# finally got the tank for my resuce



## ehh (Apr 23, 2012)

someone brought him to where i work, said take him or we're gonna have to flush him. so i took him home. 
he was in here for a few days. 

















welcome to your new home charles. 








its a bit open but its heated and filtered. 









hes a bit stressed out but if he made it in the vase thing he'll do fine in there. just need to buy some decor. 









last picture...... for now.


----------



## squidward89 (Jun 26, 2012)

lool i have that plastic fish cutest thing ever. i can't wait to see your tank complete.


----------



## ehh (Apr 23, 2012)

squidward89 said:


> lool i have that plastic fish cutest thing ever. i can't wait to see your tank complete.


i have been planning to set up a fish tank for a while so a few weeks ago my mom found this someone and bought me for me haha... she will be his only tank make until i get some plants and hiding spots in there. which shouldnt be long from now.


----------



## lelei (Apr 30, 2012)

I just recently did the EXACT same thing..someone brought in a fish, and basically said the same thing, take it, or I will flush it..and My rescue, was a wedding present, originally in a (Wine glass) then they transferred him to a VASE..with broken glass pieces.. and I put him in a Kritter Keeper, to give him a AQ salt treatment for fin rot..and then moved him into his new tank, as soon as I saw he was ready to get to swimming, and he is doing amazingly well..I am even surprized, My happy lil Sapphire..Blue VT!!!


----------



## Olympia (Aug 25, 2011)

Wow, he looks really bad! Poor guy!
Good thing he found you! I'm sure he'll feel better soon! 
_Posted via Mobile Device_


----------



## Shadyr (Mar 27, 2012)

Luxury digs compared to his former ones, I bet. I'm sure you have items in mind, but given that he's probably older, one of those hammocks (either the craft mesh if you are handy or the leaf hammock if you have three bucks) or the floating log would let him have a spot to hang out in/on that's near the surface.

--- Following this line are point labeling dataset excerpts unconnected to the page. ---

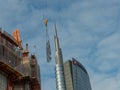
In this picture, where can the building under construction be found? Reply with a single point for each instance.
(18, 69)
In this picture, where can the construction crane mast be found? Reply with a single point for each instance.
(59, 70)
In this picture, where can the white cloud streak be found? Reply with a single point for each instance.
(89, 29)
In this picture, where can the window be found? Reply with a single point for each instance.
(3, 82)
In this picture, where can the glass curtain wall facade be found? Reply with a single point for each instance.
(76, 76)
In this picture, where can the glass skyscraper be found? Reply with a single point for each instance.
(76, 76)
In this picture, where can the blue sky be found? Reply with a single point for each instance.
(88, 31)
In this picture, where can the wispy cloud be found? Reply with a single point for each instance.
(88, 31)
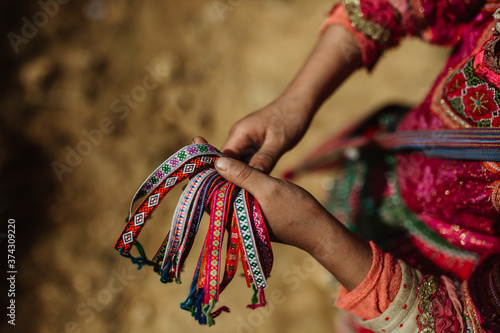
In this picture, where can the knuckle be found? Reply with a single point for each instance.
(244, 173)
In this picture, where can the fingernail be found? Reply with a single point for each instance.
(258, 167)
(222, 163)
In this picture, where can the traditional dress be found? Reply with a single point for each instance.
(439, 217)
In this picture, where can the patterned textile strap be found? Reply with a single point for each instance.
(244, 218)
(476, 144)
(182, 220)
(230, 208)
(166, 177)
(480, 144)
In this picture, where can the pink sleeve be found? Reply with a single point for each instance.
(383, 23)
(377, 291)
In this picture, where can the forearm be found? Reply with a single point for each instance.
(335, 57)
(341, 252)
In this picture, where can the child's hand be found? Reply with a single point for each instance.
(295, 217)
(264, 136)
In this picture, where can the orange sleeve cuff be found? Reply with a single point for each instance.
(377, 291)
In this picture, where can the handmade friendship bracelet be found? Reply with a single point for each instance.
(231, 209)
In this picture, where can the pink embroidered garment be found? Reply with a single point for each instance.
(451, 207)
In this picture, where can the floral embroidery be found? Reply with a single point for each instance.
(479, 103)
(474, 99)
(437, 312)
(455, 85)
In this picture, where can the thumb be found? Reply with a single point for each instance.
(240, 174)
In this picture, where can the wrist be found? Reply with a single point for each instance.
(342, 253)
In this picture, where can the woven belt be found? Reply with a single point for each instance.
(231, 209)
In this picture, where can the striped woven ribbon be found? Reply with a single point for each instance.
(480, 144)
(474, 144)
(231, 209)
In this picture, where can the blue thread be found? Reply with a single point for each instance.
(187, 304)
(198, 314)
(165, 278)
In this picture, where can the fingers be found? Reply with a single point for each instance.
(267, 156)
(199, 139)
(241, 174)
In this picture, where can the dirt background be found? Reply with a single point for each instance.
(218, 60)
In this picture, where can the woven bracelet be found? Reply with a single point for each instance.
(231, 209)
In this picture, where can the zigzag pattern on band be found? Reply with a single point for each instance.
(230, 207)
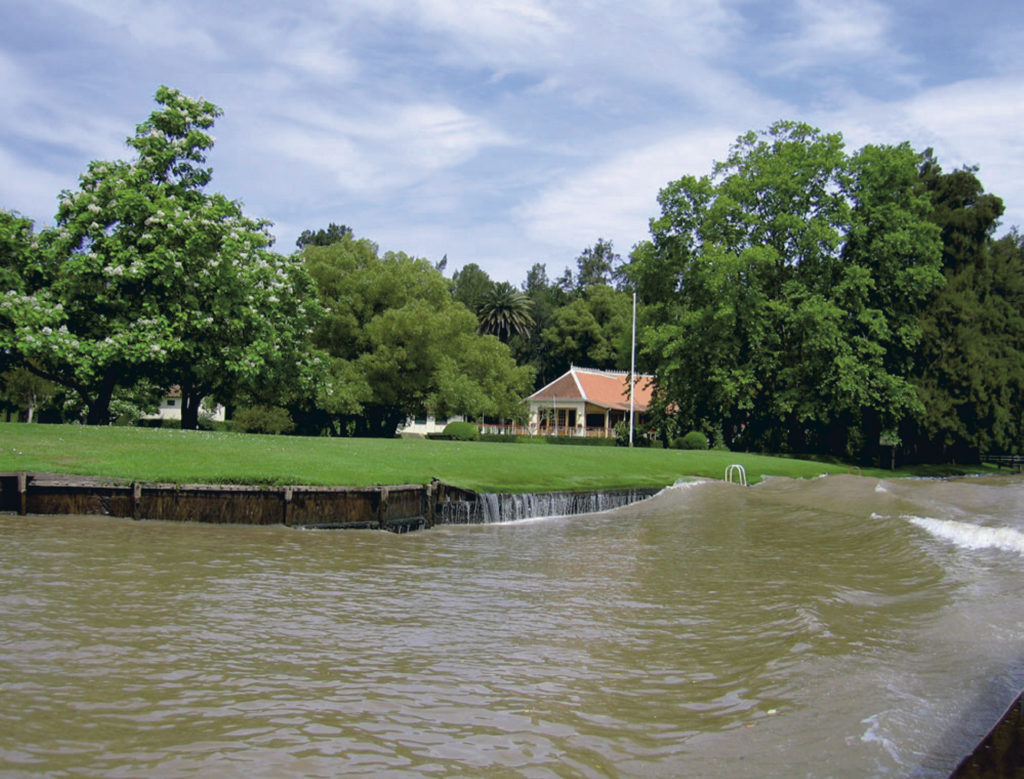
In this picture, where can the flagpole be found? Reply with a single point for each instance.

He does have some long fins, doesn't he!


----------



## ehh (Apr 23, 2012)

we sell those hammock leaves at work. ill buy him one. i was thinking of just buying fake plants and giving him some places to hide behind so he isnt being stared down by my dog all day haha. 

i was thinking the more natural looking set up. plants and a cave or something like that. not a sunken ship or skull.

and his fins are pretty long. thats why i thought it was such a bummer when the lady said they would flush it because i assumed it was on the older side.


----------



## tanseattle (Jun 28, 2012)

I like white sand tank you have


----------



## ehh (Apr 23, 2012)

thanks, i like the white sand too. my gf talked me into it. i was thinking of going with black sand. 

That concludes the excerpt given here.